JPMorgan Chase suspended plans to open its offices in Columbus, Ohio, after the Midwestern state had its highest day for new coronavirus cases on July 3, bank spokesperson Carlene Lule told Fastinform Wednesday.
The biggest bank in the U.S., with $2.74 trillion in assets, had planned to make Columbus the second city in the country where it would reopen after New York, but it has now paused those plans indefinitely. JPMorgan Chase’s New York and Delaware-based workforces are still slated for a partial return over the next few months.
The company had initially planned to bring employees back starting on July 13, reaching around half capacity in Columbus by Labor Day, September 7.

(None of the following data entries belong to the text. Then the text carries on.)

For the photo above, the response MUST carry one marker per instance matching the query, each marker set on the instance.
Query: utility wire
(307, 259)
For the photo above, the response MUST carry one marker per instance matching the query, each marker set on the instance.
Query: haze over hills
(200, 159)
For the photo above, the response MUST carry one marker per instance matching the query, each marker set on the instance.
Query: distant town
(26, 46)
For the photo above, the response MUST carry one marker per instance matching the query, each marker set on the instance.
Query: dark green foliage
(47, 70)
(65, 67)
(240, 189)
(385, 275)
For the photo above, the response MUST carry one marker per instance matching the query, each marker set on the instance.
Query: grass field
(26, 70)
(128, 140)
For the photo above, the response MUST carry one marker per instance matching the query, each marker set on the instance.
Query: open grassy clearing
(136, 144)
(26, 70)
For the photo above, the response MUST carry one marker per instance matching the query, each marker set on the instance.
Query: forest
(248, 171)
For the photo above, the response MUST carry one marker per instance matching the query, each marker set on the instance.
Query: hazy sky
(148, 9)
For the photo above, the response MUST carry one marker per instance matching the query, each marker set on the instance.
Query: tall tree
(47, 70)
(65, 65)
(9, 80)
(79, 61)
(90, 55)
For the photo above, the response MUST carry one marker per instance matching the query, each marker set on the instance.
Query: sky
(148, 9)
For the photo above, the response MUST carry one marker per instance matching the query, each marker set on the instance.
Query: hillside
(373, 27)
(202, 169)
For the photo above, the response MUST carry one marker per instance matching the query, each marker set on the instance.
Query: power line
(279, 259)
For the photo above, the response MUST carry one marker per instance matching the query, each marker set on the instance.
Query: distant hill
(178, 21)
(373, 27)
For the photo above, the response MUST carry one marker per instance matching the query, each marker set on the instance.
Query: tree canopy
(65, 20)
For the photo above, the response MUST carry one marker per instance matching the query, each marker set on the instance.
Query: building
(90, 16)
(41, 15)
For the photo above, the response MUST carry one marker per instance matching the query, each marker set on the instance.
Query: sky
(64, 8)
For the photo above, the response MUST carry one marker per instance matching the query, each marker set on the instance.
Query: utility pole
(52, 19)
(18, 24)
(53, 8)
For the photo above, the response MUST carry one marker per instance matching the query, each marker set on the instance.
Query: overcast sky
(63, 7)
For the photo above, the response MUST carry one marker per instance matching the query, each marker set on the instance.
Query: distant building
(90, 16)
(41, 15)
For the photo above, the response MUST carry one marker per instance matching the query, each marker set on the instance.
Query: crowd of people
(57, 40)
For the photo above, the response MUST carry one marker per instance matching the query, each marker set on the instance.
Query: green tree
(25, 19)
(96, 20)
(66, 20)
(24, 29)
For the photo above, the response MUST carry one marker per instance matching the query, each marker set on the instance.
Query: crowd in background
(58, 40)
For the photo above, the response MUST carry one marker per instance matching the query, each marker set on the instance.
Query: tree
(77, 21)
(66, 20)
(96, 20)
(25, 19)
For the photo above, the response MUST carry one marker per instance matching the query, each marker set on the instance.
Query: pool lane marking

Ohio’s COVID-19 case count began climbing in mid-June from around 350 to 450 new cases per day to more than double that by the end of the month, peaking on July 3 with 1,597 cases. To date, almost three thousand people have died in Ohio due to the virus.
Over 19,200 employees work for JPMorgan Chase in Columbus. Nationwide, a major insurer that employs over 11,000 people in the city, will shift many employees to remote work permanently, but will maintain its campus there.
Progressive Insurance, which employs between 6,000 and 7,000 employees in Mayfield, Ohio, a town that only has about 3,500 permanent residents, has moved its workforce to be almost entirely remote, and plans to remain so at least until September.
JPMorgan Chase has a long connection to the city of Columbus, where Bank One was based before merging with JPMorgan in 2004. Jamie Dimon, JPMorgan’s current CEO, joined the company from Bank One as president and chief operating officer at the time.
Bank of America stated plans on Tuesday to bring office employees back after Labor Day. TD Bank and Capital One Financial had similarly cautious plans, while Goldman Sachs and Morgan Stanley charted out a July return for some office employees.